Now this is not all Muslim charities have done. Less commendably, there are questions about the links between certain Islamic philanthropic groups and terrorist organizations. Moreover, Muslim charities tend to gravitate toward Muslims in need, such as Syrian refugees and Palestinians in Gaza; they direct much of their attention to Muslim countries such as Lebanon and Yemen. Perhaps Christian and Jewish aid groups do much the same; perhaps not. If not, perhaps there are reasons for such a focus, such as the level of need and a lack of support from other faiths.
The point here isn't that one Abrahamic religion's charitable efforts are better than another's. The point is simply that they all try. And yet the nameless masses of Muslims who donate to charity (and, at least in Britain, donate at higher rates than Christians and Jews), and the many who drop everything when calamity strikes somewhere in the world, are not the image many Americans have when they think of Muslims. Maybe it should be.
Which is not to say that Islam has no dark side. The version imposed by tyrannical governments abroad is often astoundingly misogynistic, outrageously homophobic (most of the countries that impose capital punishment for homosexual acts are Islamic) and intolerably barbaric. Then again, you could say much the same about parts of the Christian U.S. not so long ago. And perhaps some Christians today.
Yet most of us recognize that when self-described Christians commit heinous acts in the name of their God, that does not mean all Christians approve, or that all the good works done by so many Christians around the world and throughout history must be erased from the cosmic ledgers.
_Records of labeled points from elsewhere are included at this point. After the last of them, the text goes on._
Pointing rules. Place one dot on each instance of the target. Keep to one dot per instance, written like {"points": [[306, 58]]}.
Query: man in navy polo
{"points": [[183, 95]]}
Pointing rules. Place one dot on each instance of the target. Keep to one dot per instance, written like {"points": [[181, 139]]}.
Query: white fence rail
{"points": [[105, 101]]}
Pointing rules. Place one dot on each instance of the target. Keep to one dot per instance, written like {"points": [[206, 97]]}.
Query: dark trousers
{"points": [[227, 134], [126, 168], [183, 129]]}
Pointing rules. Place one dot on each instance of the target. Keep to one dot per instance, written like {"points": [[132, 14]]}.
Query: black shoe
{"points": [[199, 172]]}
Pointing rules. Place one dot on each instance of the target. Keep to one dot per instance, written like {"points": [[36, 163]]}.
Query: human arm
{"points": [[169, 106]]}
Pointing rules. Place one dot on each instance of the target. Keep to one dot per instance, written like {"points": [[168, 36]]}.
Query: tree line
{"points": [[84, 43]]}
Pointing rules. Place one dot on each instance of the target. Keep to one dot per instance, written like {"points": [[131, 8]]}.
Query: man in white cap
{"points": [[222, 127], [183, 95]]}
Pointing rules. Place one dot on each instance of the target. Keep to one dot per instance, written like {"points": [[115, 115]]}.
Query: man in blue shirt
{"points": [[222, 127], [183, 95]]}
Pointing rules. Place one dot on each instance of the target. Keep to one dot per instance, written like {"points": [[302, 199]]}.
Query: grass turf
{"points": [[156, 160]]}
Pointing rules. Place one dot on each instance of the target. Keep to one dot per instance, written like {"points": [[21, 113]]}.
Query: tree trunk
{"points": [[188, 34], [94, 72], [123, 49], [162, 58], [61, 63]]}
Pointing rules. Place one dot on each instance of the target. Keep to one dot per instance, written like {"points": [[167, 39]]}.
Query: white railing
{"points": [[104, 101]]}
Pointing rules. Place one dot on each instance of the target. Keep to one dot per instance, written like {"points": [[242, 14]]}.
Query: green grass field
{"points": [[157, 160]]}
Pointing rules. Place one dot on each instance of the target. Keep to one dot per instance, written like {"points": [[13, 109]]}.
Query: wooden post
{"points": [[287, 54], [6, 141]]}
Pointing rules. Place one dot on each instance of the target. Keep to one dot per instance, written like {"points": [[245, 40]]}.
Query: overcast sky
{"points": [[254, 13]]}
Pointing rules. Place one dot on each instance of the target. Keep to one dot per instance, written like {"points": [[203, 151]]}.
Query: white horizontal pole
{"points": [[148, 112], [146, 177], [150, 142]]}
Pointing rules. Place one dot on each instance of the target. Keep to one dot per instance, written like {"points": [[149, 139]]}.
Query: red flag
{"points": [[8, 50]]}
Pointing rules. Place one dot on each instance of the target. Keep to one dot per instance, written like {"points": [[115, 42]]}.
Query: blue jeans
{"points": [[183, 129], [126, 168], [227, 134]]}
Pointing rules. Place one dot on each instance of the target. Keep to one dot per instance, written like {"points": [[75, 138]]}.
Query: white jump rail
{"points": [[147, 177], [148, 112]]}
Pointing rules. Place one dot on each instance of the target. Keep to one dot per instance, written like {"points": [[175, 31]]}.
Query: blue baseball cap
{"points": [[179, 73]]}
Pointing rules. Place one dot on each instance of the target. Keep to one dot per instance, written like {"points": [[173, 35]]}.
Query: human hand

For every murder committed during the Crusades, there has also been a Mother Theresa. And for every Nidal Hasan, the Fort Hood gunman, there is a Lassana Bathily—the Muslim store clerk who helped shield customers at a Jewish grocery in Paris from the Charlie Hebdo terrorists.
Most of us realize almost no person can be defined solely by the worst thing he or she ever did. And if that is true for solitary individuals, then it surely must hold true for entire religions.